ISBN 978 0 7206 1123 6 7

Asylum Piece

Anna Kavan

‘If only one knew of what and by whom one were accused, when, where and by what laws one were to be judged, it would be possible to prepare one’s defence systematically and set about things in a sensible fashion.’

First published sixty years ago, Asylum Piece today ranks as one of the most extraordinary and terrifying evocations of human madness ever written.

This collection of stories, mostly interlinked and largely autobiographical, chart the descent of the narrator from the onset of neurosis to final incarceration at a Swiss clinic. The sense of paranoia, of persecution by a foe or force that is never given a name evokes The Trial by Franz Kafka, the writer with whom Kavan is most often compared, though Kavan’s deeply personal, restrained and almost foreign-accented style has no true model.

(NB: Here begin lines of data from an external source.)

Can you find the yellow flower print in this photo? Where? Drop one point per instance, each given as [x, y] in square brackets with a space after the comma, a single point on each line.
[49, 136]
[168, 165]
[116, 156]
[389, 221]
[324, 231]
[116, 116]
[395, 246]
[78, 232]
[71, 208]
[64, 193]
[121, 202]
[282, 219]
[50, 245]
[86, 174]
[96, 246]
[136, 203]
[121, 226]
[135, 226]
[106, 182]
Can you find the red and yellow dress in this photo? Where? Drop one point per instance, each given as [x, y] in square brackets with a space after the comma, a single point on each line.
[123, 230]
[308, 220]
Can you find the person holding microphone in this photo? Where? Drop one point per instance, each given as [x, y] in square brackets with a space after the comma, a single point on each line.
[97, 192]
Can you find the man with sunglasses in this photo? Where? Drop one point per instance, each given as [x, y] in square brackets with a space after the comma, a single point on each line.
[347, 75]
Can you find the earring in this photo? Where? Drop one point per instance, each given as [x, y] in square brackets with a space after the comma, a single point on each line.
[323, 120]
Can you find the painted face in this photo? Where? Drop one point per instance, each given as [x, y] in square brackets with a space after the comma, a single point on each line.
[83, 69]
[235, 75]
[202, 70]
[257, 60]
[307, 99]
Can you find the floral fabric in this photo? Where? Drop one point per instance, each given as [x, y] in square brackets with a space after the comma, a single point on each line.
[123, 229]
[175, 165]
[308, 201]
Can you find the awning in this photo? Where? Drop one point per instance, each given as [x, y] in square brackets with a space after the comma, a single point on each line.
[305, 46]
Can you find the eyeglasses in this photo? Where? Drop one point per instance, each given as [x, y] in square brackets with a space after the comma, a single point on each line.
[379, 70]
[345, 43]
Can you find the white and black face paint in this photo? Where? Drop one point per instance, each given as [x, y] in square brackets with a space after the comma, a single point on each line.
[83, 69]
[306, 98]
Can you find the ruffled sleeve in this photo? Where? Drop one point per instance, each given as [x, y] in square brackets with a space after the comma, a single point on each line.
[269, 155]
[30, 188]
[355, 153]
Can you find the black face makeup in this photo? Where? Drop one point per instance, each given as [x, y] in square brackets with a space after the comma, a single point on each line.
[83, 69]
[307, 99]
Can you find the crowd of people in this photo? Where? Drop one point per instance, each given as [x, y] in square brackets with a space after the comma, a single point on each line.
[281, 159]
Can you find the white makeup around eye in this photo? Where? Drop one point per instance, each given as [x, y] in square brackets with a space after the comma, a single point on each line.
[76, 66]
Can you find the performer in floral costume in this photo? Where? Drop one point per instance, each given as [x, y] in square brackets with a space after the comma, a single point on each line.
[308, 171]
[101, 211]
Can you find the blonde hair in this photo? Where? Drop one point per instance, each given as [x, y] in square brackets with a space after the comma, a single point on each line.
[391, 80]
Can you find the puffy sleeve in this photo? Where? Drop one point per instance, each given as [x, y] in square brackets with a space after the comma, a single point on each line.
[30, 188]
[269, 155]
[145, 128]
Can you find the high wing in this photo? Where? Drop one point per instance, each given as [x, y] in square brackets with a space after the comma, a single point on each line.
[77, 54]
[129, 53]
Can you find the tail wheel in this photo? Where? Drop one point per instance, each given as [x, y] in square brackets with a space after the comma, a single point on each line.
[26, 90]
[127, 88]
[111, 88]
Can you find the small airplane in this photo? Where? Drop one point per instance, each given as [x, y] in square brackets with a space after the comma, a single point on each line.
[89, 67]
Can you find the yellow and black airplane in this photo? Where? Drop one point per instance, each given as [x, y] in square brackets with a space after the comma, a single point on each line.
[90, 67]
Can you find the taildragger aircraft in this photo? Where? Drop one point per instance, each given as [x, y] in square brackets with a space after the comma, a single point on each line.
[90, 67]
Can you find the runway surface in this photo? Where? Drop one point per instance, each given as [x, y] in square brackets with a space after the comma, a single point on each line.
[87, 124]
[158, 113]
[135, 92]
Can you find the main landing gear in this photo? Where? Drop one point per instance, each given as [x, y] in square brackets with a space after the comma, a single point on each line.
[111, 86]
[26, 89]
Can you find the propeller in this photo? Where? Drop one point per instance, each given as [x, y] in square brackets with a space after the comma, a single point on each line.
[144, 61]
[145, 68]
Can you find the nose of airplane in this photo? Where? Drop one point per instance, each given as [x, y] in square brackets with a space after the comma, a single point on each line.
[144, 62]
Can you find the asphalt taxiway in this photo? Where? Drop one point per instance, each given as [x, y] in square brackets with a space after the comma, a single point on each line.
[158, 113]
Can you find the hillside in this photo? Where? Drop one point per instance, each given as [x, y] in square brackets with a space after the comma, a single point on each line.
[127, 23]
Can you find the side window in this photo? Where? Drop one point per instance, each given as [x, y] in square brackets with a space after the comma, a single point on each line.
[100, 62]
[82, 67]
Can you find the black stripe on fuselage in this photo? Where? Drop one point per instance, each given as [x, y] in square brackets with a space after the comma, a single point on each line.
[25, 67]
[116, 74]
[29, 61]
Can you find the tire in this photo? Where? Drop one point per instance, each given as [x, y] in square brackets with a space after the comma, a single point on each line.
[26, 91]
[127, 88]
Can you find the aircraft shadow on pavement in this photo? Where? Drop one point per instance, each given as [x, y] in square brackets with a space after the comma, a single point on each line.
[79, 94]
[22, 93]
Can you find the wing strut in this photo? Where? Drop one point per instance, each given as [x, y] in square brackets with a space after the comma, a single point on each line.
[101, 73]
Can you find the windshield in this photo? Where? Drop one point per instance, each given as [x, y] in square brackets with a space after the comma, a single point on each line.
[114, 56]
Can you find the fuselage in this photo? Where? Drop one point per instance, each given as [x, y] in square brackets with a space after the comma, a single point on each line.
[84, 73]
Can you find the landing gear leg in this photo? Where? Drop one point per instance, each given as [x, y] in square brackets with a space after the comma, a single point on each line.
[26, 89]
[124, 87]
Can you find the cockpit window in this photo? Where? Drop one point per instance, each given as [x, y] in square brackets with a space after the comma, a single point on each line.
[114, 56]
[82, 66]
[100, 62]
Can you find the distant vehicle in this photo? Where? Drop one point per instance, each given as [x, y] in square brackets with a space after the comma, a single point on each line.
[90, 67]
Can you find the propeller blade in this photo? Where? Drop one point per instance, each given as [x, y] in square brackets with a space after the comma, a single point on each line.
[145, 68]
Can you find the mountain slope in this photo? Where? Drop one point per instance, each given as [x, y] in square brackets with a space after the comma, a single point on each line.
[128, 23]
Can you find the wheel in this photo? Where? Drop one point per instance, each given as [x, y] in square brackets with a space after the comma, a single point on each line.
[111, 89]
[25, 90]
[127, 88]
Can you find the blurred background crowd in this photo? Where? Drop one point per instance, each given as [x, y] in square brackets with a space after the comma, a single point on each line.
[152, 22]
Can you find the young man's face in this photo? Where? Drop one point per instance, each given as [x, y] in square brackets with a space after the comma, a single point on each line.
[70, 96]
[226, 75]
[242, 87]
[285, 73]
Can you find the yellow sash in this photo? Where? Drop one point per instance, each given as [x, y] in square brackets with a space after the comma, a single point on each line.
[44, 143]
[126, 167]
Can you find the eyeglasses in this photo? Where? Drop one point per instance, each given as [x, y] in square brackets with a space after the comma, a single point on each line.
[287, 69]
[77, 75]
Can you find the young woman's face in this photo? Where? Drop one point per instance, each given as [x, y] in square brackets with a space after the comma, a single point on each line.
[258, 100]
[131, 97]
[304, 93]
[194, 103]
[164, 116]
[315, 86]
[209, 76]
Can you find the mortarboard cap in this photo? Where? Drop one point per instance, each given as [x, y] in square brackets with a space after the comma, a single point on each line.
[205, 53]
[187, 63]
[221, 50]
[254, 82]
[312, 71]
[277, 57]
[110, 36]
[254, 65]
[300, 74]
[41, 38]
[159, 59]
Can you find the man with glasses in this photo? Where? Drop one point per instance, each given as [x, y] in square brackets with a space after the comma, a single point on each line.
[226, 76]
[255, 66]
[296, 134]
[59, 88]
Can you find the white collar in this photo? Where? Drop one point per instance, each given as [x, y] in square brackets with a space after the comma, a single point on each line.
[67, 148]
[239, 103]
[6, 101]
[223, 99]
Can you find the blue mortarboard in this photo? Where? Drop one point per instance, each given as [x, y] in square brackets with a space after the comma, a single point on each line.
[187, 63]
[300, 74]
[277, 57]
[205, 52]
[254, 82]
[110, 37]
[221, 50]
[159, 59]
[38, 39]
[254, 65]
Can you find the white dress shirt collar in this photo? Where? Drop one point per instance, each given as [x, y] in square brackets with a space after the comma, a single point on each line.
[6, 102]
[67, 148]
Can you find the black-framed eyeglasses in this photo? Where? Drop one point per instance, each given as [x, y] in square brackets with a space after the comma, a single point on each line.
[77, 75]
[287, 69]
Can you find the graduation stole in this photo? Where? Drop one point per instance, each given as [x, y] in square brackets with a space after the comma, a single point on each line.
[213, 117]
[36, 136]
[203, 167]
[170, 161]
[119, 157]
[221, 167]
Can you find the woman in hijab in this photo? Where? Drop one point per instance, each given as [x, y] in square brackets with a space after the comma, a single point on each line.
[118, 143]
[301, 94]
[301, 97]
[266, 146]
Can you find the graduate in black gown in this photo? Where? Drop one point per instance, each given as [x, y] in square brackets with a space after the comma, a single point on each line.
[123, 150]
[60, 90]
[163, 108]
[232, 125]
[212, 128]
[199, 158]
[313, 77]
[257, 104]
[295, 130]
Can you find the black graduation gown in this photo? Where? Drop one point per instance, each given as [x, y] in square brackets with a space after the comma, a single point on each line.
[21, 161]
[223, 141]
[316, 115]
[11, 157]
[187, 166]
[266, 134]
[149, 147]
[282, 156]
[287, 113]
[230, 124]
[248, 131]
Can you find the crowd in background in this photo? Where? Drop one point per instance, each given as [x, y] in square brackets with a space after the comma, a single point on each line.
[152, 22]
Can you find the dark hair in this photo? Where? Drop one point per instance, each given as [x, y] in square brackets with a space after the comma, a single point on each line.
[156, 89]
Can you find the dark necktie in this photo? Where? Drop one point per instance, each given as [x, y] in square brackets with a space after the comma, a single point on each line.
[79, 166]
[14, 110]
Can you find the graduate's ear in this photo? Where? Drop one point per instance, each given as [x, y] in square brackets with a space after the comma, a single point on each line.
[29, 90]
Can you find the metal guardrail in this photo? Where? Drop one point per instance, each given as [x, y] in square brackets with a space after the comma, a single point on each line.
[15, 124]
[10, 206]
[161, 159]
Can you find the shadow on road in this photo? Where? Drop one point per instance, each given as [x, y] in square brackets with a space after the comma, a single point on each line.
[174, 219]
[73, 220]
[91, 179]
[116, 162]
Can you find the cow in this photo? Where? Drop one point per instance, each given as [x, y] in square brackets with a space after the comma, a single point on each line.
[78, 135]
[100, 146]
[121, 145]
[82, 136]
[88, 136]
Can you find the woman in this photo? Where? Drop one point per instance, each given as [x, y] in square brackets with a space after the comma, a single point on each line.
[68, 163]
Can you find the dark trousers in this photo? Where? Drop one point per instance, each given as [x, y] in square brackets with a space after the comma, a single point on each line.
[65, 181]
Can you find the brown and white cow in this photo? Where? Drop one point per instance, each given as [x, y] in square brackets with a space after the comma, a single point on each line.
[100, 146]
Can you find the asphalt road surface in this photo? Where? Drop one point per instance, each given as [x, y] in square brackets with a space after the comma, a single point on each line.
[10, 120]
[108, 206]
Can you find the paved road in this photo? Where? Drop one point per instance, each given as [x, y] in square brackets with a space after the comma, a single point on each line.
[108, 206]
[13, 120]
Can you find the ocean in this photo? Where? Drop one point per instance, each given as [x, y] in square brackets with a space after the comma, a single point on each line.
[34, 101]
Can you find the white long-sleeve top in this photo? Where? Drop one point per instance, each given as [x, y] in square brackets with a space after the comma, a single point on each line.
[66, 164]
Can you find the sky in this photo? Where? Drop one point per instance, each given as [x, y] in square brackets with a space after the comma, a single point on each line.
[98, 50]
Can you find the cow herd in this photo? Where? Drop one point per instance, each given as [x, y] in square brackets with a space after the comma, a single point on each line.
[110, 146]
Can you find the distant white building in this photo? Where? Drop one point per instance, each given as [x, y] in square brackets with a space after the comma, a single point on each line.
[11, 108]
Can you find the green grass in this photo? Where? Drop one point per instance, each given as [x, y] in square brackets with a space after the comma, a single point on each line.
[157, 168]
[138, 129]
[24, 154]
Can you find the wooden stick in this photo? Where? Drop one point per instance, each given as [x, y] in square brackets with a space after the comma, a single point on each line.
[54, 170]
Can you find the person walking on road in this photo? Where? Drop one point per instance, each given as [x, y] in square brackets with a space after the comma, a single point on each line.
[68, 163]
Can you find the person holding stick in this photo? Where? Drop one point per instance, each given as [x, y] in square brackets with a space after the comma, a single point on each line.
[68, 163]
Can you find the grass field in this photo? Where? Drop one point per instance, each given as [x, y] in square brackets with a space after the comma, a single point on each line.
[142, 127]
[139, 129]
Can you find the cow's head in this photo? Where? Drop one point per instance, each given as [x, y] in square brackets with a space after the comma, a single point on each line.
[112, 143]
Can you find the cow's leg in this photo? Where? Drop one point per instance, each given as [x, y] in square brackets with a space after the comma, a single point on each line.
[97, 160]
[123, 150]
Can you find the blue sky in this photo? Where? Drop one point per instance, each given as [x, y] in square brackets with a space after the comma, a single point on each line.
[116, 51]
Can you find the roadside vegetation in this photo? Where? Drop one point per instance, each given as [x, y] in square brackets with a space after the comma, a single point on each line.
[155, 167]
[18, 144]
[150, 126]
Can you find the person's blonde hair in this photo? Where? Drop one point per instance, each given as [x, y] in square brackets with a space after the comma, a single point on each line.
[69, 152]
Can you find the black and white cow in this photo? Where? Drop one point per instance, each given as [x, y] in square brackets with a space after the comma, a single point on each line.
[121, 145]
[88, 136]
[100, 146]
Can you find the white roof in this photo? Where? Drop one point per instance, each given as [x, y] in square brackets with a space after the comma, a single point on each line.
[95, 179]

The same characters who recur throughout — the protagonist’s unhelpful ‘advisor’, the friend/lover who abandons her at the clinic, and an assortment of deluded companions — are sketched without a trace of the rage, self-pity or sentiment that have marked more recent prozac memoirs.

‘Pervaded by a sense of intolerable oppression, lit by sudden shafts of delight in the natural world, their concise artistry proclaims how consumately she knew and rode her devils.’ – Guardian

‘Anna Kavan charges the space between her words and the reader’s mind with a continuous crackle of electricity.’ – New Statesman

‘A writer of unusual imaginative power.’ – Edwin Muir

‘An artist of great distinction.’ – L.P. Hartley

‘A classic equal to the work of Kafka.’ – Anaïs Nin

ANNA KAVAN, née Helen Woods, was born in Cannes — probably in 1901; she was evasive about the facts of her life — and spent her childhood in Europe, the USA and England. Twice married and divorced, she began writing while living with her first husband in Burma and was published under her married name of Helen Ferguson. In the wake of the collapse of her second marriage, she suffered the first of many nervous breakdowns and was confined to a clinic in Switzerland; she emerged from her incarceration with a new name — Anna Kavan, the protagonist of her 1930 novel Let Me Alone — an outwardly different persona and a new literary style. Her first novel in this guise was Asylum Piece, and it achieved for her a certain recognition. She was a long-term heroin addict and suffered periodic bouts of mental illness, and these facets of her life feature prominently in her novels and short stories. She died in 1968 of heart failure soon after the publication of her most celebrated work, the novel Ice.